Den personellen und thematischen Veränderungen der Gruppe konnten nicht alle im AKH folgen. Bereits zwei Jahre nach seiner Gründung musste er einen veritablen Mitgliederschwund verzeichnen: „Mancher, der damals mit seiner Unterschrift seine Hoffnung bekundete, ist von dem Weg, den der AKH dann ging, enttäuscht worden. Einige haben ausdrücklich ihre Unterschrift zurückgenommen, andere scheinen durch ein beharrliches Fernbleiben von den Versammlungen schweigend ausgezogen zu sein.“623 Mitte der siebziger Jahre zeichnete sich dann eine tiefgreifende „Krise“ des AKH ab.624 Durch Umfragen unter den Mitgliedern wurde versucht, ein Erwartungsbild an den Kreis und seine Arbeit zu erstellen und dabei zu klären, ob die anvisierten Ziele realistisch waren und ob der erzielte Effekt den betriebenen Aufwand legitimiere.625 Die angestrebte Vitailisierung des Aktionskreises und seiner Mitglieder misslang jedoch. Infolge eines erheblichen Kräftedefizits im Sprecherkreis, wodurch selbst die minimale Erfüllung der anstehenden Aufgaben nicht mehr gewährleistet werden konnte, verordnete sich der Aktionskreis im Mai 1978 selbst eine vorläufige „Denkpause“.626 Der Briefversand und die Abhaltung von thematischen Vollversammlungen wurden auf unbestimmte Zeit ausgesetzt und ein interner Dialogprozess über die weitere Entwicklung des Kreises wurde initiiert.627 Hierfür wurden die an einer aktiven Mitarbeit im AKH Interessierten zu informellen Begegnungen nach Nienburg und Halle eingeladen.628 Bereits nach kurzer Zeit war klar, dass sich der AKH nicht nur als theologischer Gesprächs- oder spiritueller Meditationskreis verstand.
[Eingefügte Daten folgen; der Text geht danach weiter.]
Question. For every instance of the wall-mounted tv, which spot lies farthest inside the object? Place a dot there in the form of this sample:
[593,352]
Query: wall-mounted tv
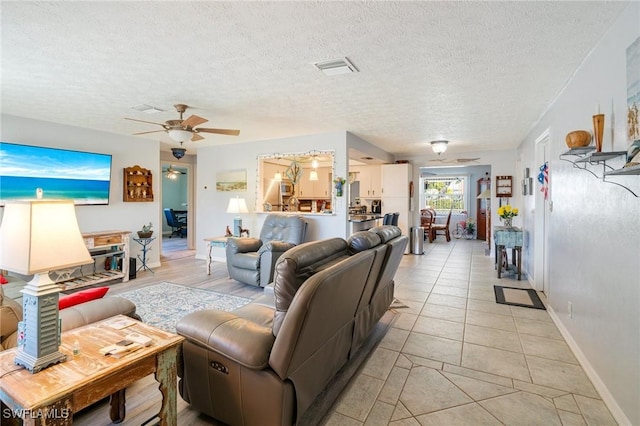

Der Briefversand, die Vollversammlungen und eigene Stellungnahmen sollten auch zukünftig erhalten bleiben und die Arbeit und das Erscheinungsbild des Aktionskreises bestimmen.

Hatte die enge Verbundenheit zum Freckenhorster Kreis und den zahlreichen bundesdeutschen Solidaritäts- und Priestergruppen 1969/70 zur Gründung des AKH geführt und hatte sich auch die geistige Verwandtschaft zu den bundesdeutschen Gruppen in der Folgezeit verschiedentlich ausgedrückt, so kann Gleiches für die Vernetzung des Aktionskreises mit anderen Gruppen und Personen im ostdeutschen Katholizismus nicht festgestellt werden. Zwar kannten sich die zentralen Protagonisten eines „kritischen Katholizismus“ in der DDR.629 Der AKH hatte Verbindungen zu Karl Herbst630, dem Maximilian-Kolbe-Kreis631 und zu den Leipziger Oratorianern. Dr. Wolfgang Trilling, der dem Kurs der Berliner Ordinarien- und Bischofskonferenz ebenfalls distanziert gegenüberstand, hat eine Kooperation mit dem AKH allerdings nie favorisiert. Der AKH veröffentlichte zwar gelegentlich seine Aufsätze oder Stellungnahmen.632 Auch trat Trilling in den 80er Jahren als Referent auf einer AKH-Vollversammlung zum Thema „Überlegungen zum gegenwärtigen Stand der Ökumene“633 auf. Doch letztlich unterschieden sich die Oratorianer durch ihre enge Bindung an die Ortsgemeinden von dem stärker akademisch geprägten, jenseits von Gemeindestrukturen agierenden AKH. Bemerkenswert ist dennoch, dass beide auf das Bild von Jona im Bauch des Fisches rekurrierten, wenn sie die kirchliche Situation in der DDR beschrieben.634 Damit setzten sich der AKH und Trilling von der Metapher des Berliner Kardinals ab, der seinerseits auf Daniel in der Löwengrube rekurrierte, um Christsein in der DDR zu beschreiben.635 Zu Hans Donat in Erfurt bestanden eher informelle Kontakte.636 Zum Herausgeberkreis der sog. progressiven katholischen Zeitschrift „Begegnung“ gab es nur phasenweise Kontakte einzelner637; Gleiches gilt für Verbindungen des AKH zur Ost-CDU. Eine Kooperation mit staatsgelenkten Gruppen in der DDR hat es nach Ausweis der Quellen nie gegeben.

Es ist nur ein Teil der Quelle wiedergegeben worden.